Securities regulators are conducting a greater volume of compliance sweeps, and they’re finding an alarming number of deficiencies at many firms, regulators said on Wednesday.

Speaking at the Registrant Regulation Compliance Strategies Summit in Toronto, hosted by the Strategy Institute, Prema Thiele, partner at Borden Ladner Gervais, LLP said the Ontario Securities Commission, in particular, has been conducting a slew of compliance reviews in such areas as marketing, relationship disclosure and suitability.

“There has been, I would say from my own perspective, a record number of Ontario Securities Commission compliance sweeps,” said Thiele. “The need to focus on compliance continues.”

The results of these regulatory reviews have been “dismal”, according to Thiele. In fact, some firms have as many as 16 or 17 compliance deficiencies, or more, according to George Gunn, manager of registrant conduct and risk analysis team in the compliance and registrant regulation branch of the Ontario Securities Commission.

One of the most common compliance deficiencies is abuse of the accredited investor exemption, Gunn said. Many registrants rely on the exemption in situations where clients don’t qualify.

“That is the number one problem, for sure,” Gunn said.

“Exempt market products are only available under certain circumstances and under certain purchases,” said Michael Denyszyn, senior legal counsel with the registrant conduct and risk analysis team at the OSC. “Attempts to cut corners and distribute it to people who don’t qualify for a valid prospectus exemption, we consider that to be a significant deficiency.”

Thiele said many registrants simply aren’t aware of what falls within the accredited investor exemption. She expects that regulators may modify the definition of an accredited investor as audits continue to reveal problems in this area.

Other “significant” deficiencies that the OSC commonly finds include inadequate supervision of registered representatives by firms’ compliance departments, and inadequate compliance with Know Your Client and Know Your Product rules.

“If you’re not collecting and documenting know your client information, if you’re not getting the kind of information that 31-103 requires you to get from the client, that would be a significant deficiency,” Denyszyn said, adding that these kinds of deficiencies require immediate attention.

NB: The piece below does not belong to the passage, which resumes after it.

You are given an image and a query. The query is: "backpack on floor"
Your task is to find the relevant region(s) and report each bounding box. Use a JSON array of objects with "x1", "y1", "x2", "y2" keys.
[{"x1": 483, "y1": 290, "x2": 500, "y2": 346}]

Suitability is another key area of focus for regulators conducting compliance reviews, according to Mark French, manager of regulation and compliance in the capital markets regulation division of the British Columbia Securities Commission.

“We at the BCSC certainly are seeing suitability assessments as an area of great concern,” French said. Nearly every examination conducted by the BCSC reveals problems with suitability, he said.

“I think it’s safe to say that you’ll see this as an area of consistent focus going ahead.”

Firms that have not been audited in recent months should expect to be contacted by regulators in the coming weeks, according to Thiele, and should ensure their compliance practices are up to standard.

“Make sure you’re paying attention to what’s coming out of the OSC on their compliance audit reports,” she said.